WikiLeaks founder Julian Assange on Tuesday blasted Visa, MasterCard and PayPal for blocking donations to his website, in a statement from behind bars to Australian television.
"We now know that Visa, MasterCard and PayPal are instruments of US foreign policy. It's not something we knew before," he said in a statement to Channel 7 dictated to his mother Christine Assange for the station.
"I am calling on the world to protect my work and my people from these illegal and immoral acts."
Assange said he was more determined than ever to publish thousands of sensitive documents on his whistleblowing website which has sent shockwaves around the world with the release of confidential US diplomatic cables.
"My convictions are unfaltering.
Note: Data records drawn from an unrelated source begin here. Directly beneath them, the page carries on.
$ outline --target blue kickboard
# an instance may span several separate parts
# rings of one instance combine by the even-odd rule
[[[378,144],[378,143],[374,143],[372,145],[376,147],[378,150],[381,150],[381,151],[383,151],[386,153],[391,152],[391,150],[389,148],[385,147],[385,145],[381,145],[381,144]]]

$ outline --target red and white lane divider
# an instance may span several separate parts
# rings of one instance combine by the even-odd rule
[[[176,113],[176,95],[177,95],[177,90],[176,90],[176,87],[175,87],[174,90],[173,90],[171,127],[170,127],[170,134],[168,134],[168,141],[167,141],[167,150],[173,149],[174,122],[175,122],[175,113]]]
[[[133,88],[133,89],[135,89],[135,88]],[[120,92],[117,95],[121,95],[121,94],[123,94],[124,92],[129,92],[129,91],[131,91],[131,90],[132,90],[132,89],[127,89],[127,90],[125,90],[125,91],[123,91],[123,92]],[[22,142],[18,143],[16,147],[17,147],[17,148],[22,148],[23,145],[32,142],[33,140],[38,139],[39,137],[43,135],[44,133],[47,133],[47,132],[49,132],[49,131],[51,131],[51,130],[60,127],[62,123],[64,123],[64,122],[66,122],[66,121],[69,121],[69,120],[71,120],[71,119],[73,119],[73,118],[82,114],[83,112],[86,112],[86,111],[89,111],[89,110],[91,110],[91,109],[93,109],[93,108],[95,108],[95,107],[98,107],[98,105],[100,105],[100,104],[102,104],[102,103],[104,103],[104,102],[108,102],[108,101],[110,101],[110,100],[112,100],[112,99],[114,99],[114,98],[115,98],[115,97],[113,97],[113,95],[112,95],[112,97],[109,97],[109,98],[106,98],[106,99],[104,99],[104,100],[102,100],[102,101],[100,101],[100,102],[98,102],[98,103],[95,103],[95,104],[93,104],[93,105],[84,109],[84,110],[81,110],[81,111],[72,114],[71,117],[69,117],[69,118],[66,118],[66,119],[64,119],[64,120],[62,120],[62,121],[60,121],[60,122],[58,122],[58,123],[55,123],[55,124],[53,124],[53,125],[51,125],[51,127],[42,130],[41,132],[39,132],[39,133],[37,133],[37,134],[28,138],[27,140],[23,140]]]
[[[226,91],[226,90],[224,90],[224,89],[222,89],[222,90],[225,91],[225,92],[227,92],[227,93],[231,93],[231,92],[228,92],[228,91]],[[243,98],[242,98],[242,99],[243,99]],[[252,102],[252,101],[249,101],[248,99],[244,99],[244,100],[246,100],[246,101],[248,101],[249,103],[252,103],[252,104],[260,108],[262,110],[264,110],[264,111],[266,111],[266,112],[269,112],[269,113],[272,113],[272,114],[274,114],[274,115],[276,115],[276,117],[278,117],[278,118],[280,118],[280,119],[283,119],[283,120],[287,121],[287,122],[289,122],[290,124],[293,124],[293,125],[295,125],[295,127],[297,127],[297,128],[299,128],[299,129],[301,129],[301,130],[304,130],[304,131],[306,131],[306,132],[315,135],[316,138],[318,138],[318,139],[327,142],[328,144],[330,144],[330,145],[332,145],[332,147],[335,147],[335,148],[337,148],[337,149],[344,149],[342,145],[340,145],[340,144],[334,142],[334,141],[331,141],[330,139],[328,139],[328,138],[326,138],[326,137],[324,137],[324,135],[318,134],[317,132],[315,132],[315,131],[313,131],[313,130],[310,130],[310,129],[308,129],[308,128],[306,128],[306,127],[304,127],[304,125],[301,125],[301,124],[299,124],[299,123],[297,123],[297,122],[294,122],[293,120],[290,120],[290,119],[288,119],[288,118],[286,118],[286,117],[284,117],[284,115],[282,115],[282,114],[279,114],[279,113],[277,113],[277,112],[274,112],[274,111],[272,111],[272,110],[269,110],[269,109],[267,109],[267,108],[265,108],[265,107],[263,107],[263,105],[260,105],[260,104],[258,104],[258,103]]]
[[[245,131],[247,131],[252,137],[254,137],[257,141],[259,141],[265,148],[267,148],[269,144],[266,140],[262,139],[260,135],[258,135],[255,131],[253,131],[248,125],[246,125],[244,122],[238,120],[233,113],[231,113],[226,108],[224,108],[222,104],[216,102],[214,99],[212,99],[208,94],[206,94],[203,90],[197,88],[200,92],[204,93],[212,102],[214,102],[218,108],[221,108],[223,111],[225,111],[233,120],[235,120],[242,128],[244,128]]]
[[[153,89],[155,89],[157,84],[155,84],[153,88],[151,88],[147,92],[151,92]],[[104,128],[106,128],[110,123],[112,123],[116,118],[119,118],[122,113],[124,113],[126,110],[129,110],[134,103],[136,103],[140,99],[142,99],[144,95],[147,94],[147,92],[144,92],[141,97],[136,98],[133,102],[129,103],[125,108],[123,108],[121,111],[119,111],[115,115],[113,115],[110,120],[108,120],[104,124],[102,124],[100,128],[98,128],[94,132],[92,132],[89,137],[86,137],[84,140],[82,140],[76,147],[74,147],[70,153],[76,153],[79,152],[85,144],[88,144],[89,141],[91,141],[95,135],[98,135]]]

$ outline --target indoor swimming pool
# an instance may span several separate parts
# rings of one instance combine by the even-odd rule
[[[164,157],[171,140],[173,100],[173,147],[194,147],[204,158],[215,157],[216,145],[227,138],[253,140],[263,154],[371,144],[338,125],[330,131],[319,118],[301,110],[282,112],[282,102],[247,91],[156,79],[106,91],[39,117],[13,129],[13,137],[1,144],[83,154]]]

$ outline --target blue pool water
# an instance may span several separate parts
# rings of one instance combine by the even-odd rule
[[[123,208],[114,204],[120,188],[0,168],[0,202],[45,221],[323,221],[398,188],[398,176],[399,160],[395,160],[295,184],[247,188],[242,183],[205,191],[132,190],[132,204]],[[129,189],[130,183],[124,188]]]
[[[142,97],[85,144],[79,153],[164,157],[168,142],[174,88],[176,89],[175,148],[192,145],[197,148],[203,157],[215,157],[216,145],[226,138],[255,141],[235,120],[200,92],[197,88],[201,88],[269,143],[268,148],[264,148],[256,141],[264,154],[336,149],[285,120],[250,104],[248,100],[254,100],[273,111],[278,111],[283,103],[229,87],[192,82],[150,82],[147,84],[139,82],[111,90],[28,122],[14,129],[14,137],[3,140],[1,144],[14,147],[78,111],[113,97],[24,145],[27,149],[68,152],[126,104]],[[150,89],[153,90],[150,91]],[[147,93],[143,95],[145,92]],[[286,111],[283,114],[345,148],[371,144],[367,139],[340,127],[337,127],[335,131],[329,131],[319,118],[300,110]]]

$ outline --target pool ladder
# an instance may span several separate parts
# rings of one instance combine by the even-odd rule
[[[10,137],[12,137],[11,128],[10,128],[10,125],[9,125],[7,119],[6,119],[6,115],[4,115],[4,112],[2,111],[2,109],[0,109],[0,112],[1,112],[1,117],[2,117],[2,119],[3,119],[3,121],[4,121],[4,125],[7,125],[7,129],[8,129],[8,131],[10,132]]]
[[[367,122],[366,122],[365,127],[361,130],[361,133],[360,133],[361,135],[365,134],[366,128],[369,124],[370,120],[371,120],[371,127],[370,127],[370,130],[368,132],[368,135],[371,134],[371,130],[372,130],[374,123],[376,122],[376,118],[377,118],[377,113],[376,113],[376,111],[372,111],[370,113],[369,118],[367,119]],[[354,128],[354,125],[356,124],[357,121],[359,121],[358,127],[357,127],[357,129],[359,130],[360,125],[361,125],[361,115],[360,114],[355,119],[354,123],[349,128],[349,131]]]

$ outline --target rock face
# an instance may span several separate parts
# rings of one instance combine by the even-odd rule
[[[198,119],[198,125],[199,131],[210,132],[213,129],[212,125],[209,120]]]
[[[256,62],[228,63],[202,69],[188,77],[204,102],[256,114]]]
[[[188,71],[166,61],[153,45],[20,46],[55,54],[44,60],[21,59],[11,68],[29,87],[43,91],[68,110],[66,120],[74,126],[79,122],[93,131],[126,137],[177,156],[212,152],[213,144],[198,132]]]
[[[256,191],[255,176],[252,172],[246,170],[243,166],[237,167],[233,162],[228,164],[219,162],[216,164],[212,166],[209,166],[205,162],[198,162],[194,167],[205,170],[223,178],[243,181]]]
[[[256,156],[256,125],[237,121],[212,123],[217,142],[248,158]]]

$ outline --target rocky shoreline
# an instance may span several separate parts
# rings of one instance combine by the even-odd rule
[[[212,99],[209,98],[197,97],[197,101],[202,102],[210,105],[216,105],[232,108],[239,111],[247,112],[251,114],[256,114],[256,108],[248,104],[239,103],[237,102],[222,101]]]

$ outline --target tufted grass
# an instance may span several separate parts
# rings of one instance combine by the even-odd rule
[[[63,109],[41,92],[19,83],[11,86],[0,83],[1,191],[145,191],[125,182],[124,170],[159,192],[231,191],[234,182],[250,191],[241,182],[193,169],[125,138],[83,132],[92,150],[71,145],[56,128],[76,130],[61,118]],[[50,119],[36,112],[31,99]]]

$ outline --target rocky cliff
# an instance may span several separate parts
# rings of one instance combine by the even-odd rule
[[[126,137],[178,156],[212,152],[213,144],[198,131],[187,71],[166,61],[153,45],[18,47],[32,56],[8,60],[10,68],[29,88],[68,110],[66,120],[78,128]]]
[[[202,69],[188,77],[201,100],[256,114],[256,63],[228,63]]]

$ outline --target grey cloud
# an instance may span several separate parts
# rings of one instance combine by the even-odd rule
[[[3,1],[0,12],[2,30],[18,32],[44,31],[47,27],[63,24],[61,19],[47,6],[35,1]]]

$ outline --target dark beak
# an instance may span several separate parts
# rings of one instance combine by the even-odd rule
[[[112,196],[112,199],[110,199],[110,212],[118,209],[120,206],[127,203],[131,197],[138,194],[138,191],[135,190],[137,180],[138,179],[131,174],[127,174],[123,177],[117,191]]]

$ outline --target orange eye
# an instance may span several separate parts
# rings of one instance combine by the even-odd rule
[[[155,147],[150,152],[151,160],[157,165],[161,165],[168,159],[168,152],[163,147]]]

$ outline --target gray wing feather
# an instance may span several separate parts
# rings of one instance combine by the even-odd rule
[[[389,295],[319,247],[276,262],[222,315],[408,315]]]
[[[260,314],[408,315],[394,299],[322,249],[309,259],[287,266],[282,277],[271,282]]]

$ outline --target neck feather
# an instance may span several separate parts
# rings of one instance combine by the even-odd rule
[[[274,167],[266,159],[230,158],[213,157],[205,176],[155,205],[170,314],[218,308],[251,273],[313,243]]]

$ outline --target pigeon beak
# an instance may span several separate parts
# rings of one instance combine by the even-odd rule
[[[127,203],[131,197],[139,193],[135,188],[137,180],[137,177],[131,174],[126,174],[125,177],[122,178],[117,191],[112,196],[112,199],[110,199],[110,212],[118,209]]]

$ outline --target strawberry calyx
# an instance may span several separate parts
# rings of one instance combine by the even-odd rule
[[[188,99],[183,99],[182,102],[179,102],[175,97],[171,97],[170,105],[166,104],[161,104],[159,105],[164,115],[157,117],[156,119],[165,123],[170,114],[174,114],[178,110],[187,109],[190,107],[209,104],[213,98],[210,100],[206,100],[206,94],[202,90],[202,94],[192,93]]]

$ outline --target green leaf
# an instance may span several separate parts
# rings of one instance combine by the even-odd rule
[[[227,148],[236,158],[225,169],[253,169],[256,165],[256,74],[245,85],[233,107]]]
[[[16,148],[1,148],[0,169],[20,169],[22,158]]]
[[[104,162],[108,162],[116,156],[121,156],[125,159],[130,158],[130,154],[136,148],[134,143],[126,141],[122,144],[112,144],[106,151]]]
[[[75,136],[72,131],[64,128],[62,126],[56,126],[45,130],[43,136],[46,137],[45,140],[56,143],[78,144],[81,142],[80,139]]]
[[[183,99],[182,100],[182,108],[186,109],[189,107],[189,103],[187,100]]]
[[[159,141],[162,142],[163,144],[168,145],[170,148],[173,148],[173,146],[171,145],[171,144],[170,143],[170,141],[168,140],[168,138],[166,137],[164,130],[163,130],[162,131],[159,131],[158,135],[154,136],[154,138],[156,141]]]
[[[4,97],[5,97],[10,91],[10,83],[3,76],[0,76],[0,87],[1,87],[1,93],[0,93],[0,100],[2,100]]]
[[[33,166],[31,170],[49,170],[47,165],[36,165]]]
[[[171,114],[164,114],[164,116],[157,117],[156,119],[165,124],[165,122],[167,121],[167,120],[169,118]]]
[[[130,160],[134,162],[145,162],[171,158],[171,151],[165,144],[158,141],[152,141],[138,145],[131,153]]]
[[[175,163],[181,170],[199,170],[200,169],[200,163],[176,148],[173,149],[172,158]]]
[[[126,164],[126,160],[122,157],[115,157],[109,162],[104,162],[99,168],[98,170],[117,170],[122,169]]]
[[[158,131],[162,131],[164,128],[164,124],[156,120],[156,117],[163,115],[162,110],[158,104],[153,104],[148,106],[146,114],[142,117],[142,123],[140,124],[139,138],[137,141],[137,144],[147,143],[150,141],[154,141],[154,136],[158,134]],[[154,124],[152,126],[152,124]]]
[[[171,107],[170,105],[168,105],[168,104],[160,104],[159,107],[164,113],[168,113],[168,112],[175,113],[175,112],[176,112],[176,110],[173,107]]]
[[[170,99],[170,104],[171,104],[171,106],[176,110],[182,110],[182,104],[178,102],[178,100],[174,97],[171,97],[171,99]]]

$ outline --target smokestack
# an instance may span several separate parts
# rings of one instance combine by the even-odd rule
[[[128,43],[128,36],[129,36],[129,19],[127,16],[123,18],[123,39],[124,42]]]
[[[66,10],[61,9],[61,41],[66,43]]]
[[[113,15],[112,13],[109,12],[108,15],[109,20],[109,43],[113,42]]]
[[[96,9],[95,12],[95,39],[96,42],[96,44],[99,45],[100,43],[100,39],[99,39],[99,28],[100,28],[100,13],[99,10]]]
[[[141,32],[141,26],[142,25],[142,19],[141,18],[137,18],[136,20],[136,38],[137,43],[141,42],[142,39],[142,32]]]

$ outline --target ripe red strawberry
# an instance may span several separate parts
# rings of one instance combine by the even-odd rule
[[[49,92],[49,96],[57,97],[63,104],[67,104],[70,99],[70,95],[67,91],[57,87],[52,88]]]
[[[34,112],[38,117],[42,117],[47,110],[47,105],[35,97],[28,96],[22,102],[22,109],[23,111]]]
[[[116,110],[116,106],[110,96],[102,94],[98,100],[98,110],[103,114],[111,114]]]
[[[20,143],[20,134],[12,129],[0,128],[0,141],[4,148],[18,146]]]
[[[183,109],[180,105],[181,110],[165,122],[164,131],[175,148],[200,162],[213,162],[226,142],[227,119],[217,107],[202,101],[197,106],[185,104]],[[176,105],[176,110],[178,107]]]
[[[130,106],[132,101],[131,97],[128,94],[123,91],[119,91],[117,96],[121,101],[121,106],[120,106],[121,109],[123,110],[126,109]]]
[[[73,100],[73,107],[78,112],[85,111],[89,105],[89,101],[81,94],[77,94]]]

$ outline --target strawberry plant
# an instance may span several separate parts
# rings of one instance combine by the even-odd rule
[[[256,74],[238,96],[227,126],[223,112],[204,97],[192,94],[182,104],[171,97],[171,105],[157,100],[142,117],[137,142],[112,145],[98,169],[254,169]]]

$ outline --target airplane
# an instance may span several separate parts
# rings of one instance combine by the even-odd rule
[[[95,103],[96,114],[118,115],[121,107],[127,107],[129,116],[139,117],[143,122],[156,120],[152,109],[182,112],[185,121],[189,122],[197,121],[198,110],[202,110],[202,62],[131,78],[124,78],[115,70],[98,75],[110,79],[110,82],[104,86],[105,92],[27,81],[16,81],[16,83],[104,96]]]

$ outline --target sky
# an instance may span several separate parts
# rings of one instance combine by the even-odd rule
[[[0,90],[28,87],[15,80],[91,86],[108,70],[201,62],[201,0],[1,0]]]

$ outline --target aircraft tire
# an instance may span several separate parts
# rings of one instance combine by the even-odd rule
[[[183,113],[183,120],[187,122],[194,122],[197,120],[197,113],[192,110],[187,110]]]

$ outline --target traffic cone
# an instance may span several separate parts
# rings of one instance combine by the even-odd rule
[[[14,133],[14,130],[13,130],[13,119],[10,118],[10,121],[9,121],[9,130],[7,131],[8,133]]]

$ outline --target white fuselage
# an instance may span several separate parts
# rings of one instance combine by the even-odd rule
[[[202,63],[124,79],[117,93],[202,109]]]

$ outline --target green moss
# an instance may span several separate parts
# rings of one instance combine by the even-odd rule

I remain true to the ideals I have expressed," Australian-born Assange, 39, said in the brief statement.
"These circumstances shall not shake them. If anything, this process has increased my determination that they are true and correct."
Assange's mother has travelled to London to be with her son, where he is accused of sexual assault alleged to have taken place in Sweden.
While Christine Assange was not able to see her son face-to-face, he spoke to her on the telephone for 10 minutes, telling her that he was being kept in solitary confinement, Channel 7 said.
It was the first time the pair had talked since the former hacker surrendered to British police on December 7 after Sweden issued a European warrant for his arrest so that he can be questioned on rape allegations.
Christine Assange said her son, who was due to face court again later Tuesday, had been heartened by the messages of support he had received.
"As a mother I am asking the world to stand up for my brave son," she told Channel 7.